こうした行動や予防策はすべて、公的にも私的にも、公式にも非公式にも、抑圧的にも予防的にも、明らかに犯罪発生の確率を下げることを目的にしている。 そのため、それらに共通する目標は犯罪管理である。 2100>
読者は、社会的統制が結果ではなく、その意図や目的によって定義されていることに気づくだろう。 こうすることで、社会学的概念が社会的統制の意図的な質を軽んじていると批判するGibbs (1989, pp. 23-4)に倣うことになる。 一般に、「コントロール」という用語は、意図的なものである。 犯罪を防止するという意図せざる効果をもたらす行為も、間違いなく存在する。 たとえば、Felson (1998) は、1994 年に米国で始まった犯罪率の急激な低下を、キャッシュレス社会の到来によって説明し ている。 人々はクレジットカードなどを使うようになり、ポケットや家の中の現金が少なくなった。 盗む現金が少なくなったので、犯罪者の活動も少なくなった。 この場合、私たちは社会的統制というよりも、経済的進化の意図しない予防的効果について語るべきである。

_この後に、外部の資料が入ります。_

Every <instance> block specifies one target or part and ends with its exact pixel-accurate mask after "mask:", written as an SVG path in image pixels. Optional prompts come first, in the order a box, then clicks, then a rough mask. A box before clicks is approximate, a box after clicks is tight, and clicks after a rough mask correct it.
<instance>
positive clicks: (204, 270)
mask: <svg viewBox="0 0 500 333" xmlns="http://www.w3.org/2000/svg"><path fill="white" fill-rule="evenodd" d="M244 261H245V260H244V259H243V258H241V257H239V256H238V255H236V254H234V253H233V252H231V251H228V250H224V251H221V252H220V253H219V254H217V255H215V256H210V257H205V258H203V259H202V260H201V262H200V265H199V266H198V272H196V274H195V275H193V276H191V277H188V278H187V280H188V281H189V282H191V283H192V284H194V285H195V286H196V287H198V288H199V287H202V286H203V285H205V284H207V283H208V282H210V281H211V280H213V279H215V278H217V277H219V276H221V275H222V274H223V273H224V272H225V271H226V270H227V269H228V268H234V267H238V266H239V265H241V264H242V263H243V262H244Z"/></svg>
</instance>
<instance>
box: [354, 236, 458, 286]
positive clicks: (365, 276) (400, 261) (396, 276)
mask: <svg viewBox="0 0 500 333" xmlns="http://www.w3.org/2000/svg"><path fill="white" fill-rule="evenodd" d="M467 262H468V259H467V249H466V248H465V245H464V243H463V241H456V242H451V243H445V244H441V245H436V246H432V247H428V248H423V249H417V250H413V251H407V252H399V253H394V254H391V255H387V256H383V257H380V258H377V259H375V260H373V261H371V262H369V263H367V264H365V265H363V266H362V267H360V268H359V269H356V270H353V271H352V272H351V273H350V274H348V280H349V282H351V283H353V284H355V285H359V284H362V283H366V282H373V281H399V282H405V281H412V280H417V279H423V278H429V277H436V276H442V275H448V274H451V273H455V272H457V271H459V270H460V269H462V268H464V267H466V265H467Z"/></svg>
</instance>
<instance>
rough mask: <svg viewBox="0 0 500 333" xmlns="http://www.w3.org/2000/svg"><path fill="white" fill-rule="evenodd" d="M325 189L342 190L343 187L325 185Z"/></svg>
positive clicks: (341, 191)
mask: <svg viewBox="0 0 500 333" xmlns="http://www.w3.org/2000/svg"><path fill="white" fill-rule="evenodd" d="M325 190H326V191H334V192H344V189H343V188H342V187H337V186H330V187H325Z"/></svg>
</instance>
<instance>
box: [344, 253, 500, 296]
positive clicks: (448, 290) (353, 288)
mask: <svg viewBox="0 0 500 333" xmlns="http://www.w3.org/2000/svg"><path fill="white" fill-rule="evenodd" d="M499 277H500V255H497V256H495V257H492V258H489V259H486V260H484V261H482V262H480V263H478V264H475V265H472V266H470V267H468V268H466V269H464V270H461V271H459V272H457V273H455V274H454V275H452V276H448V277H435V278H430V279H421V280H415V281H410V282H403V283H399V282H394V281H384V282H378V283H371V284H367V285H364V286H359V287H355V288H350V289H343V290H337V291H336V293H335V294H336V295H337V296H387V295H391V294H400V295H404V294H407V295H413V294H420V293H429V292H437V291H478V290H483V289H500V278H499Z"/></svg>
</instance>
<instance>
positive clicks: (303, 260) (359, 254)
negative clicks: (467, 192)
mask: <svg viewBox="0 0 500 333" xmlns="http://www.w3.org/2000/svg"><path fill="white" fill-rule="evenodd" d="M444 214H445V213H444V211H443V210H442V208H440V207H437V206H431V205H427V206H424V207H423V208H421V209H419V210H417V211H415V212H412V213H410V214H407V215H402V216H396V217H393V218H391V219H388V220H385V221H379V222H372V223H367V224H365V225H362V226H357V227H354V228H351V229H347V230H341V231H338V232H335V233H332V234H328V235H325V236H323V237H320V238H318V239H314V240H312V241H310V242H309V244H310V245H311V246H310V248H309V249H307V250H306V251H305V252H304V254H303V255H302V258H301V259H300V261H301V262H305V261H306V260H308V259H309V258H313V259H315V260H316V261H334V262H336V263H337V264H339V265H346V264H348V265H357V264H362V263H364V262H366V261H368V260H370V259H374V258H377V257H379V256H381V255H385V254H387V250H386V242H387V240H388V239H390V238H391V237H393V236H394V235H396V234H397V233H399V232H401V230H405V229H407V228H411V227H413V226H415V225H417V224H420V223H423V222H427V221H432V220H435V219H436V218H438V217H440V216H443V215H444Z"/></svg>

結果(犯罪の増加や減少)は重要な問題だが、社会的統制の定義に含めるべきでない。 社会的統制の試みは、失敗も含めて社会的統制である。 後者の影響は定義の問題ではなく、評価の問題である。 科学的評価にのみ焦点を当てたため、シャーマンら(1998, p.2)は別の道を選択した。 彼らは、犯罪防止をその意図によってではなく、その結果によって定義している。 それは「その実践がなければ起こるであろう犯罪よりも少ないという結果が示されたあらゆる実践」である。
社会的コントロールが意図的な行動と選択で成り立っているとすれば、犯罪者に対するその影響を行動と選択の観点から考えることは可能だろうか。 潜在的な犯罪者、すなわち犯罪を犯す意図を持つ個人は、社会的統制にもかかわらず犯罪を犯すことを選択するかもしれないし、社会的統制のために犯罪を犯さないことを選択するかもしれない。 このような個人は、社会的統制の制約下で行動する意思決定者である。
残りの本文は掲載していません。